Toda a Instituição organizada tem as suas regras estabelecidas. As suas leis e ritos.
Para que uma Grande Loja ou um Supremo Conselho possam ser considerados REGULARES (regularidade continental) há algumas premissas a aceitar e a defender, a saber:
A proclamação de um Princípio denominado de Grande Arquitecto do Universo. A presença do Volume da Lei Sagrada, aberto no altar dos juramentos. Sendo esse Volume a Bíblia. Que a Obediência ou a Potência façam referência à nossa Tradição e aos rituais nos diversos graus.

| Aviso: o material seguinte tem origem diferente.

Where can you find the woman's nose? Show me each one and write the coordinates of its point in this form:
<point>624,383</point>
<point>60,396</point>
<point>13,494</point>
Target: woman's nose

A adesão ao princípio de uma Obediência ou Potência exclusivamente masculina, em conformidade com os Deveres Antigos. O respeito pela referência iniciática. A preservação e conservação dos rituais, que são a expressão oral e gestual do Rito, na sua perfeita execução. Na Obediência desde o 1º ao 3º grau. Na Potência, desde o 4º ao 33º e último grau do Rito Escocês Antigo e Aceite.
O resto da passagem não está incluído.